The Department of the Interior (the Department) last week issued a Federal Register notice calling on the public to identify regulations for repeal, replacement, or modification. The Department’s action is part of President Trump’s regulatory reform agenda, as embodied in Executive Order 13777, “Enforcing the Regulatory Reform Agenda,” which outlines the new administration’s goal of alleviating unnecessary regulatory burdens. 

Unlike a similar Federal Register notice issued by the Environmental Protection Agency in April, the Department’s notice has no deadline by which comments must be submitted. But the old adage, “The early bird gets the worm,” seems particularly apt here, in light of the president’s ambitious regulatory goals and the brisk pace envisioned in and frequent reporting required by E.O. 13777. 

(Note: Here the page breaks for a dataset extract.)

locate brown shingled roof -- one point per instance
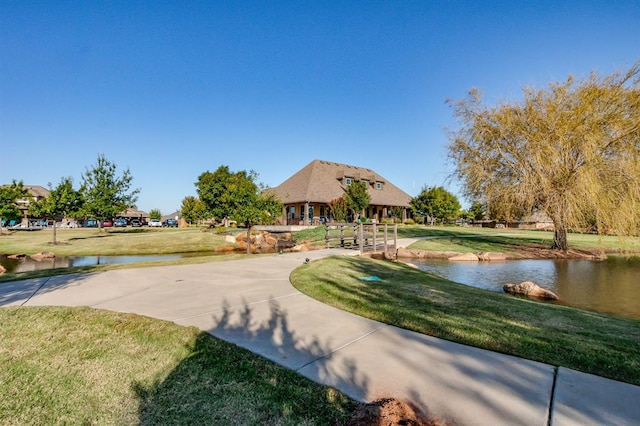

The Department of the Interior protects and manages the nation's natural resources and cultural heritage; provides scientific and other information about those resources; and implements the United States’ trust responsibilities or special commitments to American Indians, Alaska Natives, and affiliated island communities.  This work is carried out by nine technical bureaus, including the Bureau of Indian Affairs, the Bureau of Land Management, the Bureau of Ocean Energy Management, the Bureau of Reclamation, the Bureau of Safety and Environmental Enforcement, the National Park Service, the Office of Surface Mining Reclamation and Enforcement, the U.S. Fish and Wildlife Service, and the U.S. Geological Survey, as well as by various Interior offices such as the National Invasive Species Council and Strategic Sciences Group.  The Department administers a broad range of federal statutes, including for example, the Endangered Species Act, under which it reviews the potential impacts of federal actions on threatened or endangered species and their habitats.  The Department is the steward and manager of America's natural resources including oil, gas, coal, hydropower, and renewable energy sources on both onshore and offshore bases.

Given the Department of Interior’s wide reach, any stakeholder should consider taking this opportunity to consult with counsel and submit comments in order to influence the Department’s regulations.